32Même dévitalisée dans le cadre critique du Tractatus de haeresis de Vignate, la nouvelle sorcellerie conserve certains traits caractéristiques du crimen exceptum et de l’exception, à commencer par la violation des lois de la nature. D’où la difficulté, pour les juristes attachés au respect des garanties protégeant plus ou moins les accusés contre les « excès » de la procédure d’enquête criminelle, à maîtriser ce nouveau crime en partie construit et imaginé par des théologiens.
33En sorte que ce discours de résistance n’est sans doute audible et même viable que dans un contexte où la pression démonologique n’est pas trop forte ; une situation où le sabbat est davantage appréhendé comme une virtualité que comme une réalité. En ce sens, l’hypothèse prudemment avancée par Matteo Duni selon laquelle le traité de Vignate constituerait une réplique indirecte ou même directe à la pensée réaliste d’un théologien bourguignon comme Nicolas Jacquier nous semble fragile58. Si dialogue critique il y a, c’est sans doute bien davantage avec la pensée plus « souple » et plus proche géographiquement d’un Girolamo Visconti.
34En fin de compte, la charge critique du Tractatus de haeresis semble davantage proportionnée à l’état de la controverse sur le sabbat en Italie du Nord vers le milieu du xve siècle. Il s’agit là d’un discours de résistance adapté à une configuration spécifique où, malgré le développement sensible de la persécution stimulée dans certaines régions (en particulier par les Observances dominicaine et franciscaine, éventuellement relayées par des princes comme le duc de Savoie ou celui de Milan), les réticences dans l’ensemble de la société demeurent fortes ; une conjoncture italienne du sabbat où de nombreux freins culturels, juridictionnels et politiques s’exercent encore pleinement.

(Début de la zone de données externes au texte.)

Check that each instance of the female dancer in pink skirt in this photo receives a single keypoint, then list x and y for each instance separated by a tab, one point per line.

On sait mieux désormais que la papauté elle-même se montre assez circonspecte à l’égard de l’imaginaire du sabbat. Pour ce que l’on en sait, elle hésite souvent à valider les initiatives prises dans ce domaine par des inquisiteurs trop zélés et lorsqu’elle le fait, c’est paradoxalement pour reconnaître elle-même les limites de l’hérésie59. Ce n’est assurément pas un hasard non plus si le dominicain Girolamo Visconti dédicace son Lamiarum sive striarum opusculum non pas au pape mais au duc de Milan, Francesco Sforza. Il est également intéressant de souligner que dans ce même traité, la condition de possibilité du sabbat est explicitement suspendue à celle d’une souveraineté ducale encore en attente. Reconnaître, à la suite du canon Episcopi, que les actions des sorcières sont illusoires ne signifie pas, selon Visconti, qu’elles sont impossibles dans l’absolu, de même que le duc de Milan, s’il n’est pas encore roi de l’Italie ou empereur, pourrait fort bien le devenir un jour60…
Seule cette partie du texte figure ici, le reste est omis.